Der Leitfaden betont, dass Akzeptanz und Erfolg davon abhängen, wie stark Mitarbeitende eingebunden werden.
In fünf Schritten von der Analyse zur Kontrolle
Der Leitfaden Ressourceneffizienz des VDI ZRE beschreibt fünf Schritte nach der Richtlinie VDI 4801 für kleine und mittlere Unternehmen: Analyse, Lösungsentwicklung, Bewertung, Umsetzung und Kontrolle. Die Schritte eins bis drei laufen so oft durch, bis eine passende Lösung gefunden und umgesetzt ist.

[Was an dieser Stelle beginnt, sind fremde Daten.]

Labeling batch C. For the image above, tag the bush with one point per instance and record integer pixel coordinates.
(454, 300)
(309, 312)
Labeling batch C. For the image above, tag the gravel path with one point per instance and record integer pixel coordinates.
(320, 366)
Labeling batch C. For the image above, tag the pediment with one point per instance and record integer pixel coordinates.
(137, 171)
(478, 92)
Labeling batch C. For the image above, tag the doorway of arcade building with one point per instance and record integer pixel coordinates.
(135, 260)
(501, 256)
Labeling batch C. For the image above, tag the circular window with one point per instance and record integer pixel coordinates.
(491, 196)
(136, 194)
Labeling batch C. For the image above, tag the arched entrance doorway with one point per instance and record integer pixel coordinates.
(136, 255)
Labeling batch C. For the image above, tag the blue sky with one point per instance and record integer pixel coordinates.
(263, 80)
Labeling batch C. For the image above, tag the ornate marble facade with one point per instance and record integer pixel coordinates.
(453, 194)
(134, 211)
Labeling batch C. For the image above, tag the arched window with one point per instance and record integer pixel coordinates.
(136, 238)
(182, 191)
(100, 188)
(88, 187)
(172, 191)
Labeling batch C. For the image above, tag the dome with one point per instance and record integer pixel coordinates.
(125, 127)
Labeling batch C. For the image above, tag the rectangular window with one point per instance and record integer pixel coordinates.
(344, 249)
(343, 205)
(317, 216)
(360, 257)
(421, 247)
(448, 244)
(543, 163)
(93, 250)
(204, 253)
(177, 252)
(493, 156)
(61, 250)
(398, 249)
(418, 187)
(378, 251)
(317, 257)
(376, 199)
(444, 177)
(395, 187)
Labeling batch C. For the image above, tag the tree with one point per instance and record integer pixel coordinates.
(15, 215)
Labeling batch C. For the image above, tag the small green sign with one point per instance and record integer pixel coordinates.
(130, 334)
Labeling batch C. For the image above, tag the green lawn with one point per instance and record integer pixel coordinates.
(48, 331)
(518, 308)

| Schritt | Typische Frage | Hilfsmittel |
|---|---|---|
| Analyse | Wo entstehen Verluste? | Input-Output-Analyse, ABC-Analyse, Stoffstromanalyse, Materialflusskostenrechnung nach DIN EN ISO 14051 |
| Lösungsentwicklung | Wie lassen sie sich vermeiden? | Prozessketten, Brainstorming |
| Bewertung | Lohnt sich die Maßnahme? | Investitionsrechner, KEA-, KRA- und THG-Rechner |
| Umsetzung | Wer macht was bis wann? | Workshops, Aktionsplan mit Zuständigkeit |
| Kontrolle | Wirkt die Maßnahme? | Kennzahlen, Audit |
Für den Einstieg müssen Sie nicht alles messen. Wichtig sind Datenquellen, die Sie mittelfristig erneut auswerten können, etwa einheitliche Erfassungslisten.
Häufige Fragen
Muss ich Abfall überhaupt erfassen, wenn ich ihn ordnungsgemäß entsorge? Für die Analyse ist er eine wichtige Datenquelle: Wiegescheine und Entsorgungsrechnungen zeigen, wo Material verloren geht.
Wie fange ich an, wenn ich keine Zeit für Messungen habe? Starten Sie mit einer Grobanalyse über vorliegende Rechnungen und einer Handaufschreibung an zwei oder drei Maschinen. Legen Sie den Bilanzzeitraum vorher fest.
Was bringt Mehrweg im kleinen Betrieb? Mehrweg lohnt, wo dieselben Verpackungen regelmäßig zwischen denselben Stationen laufen. Zählen Sie Umläufe und Bruchverluste, bevor Sie Behälter anschaffen.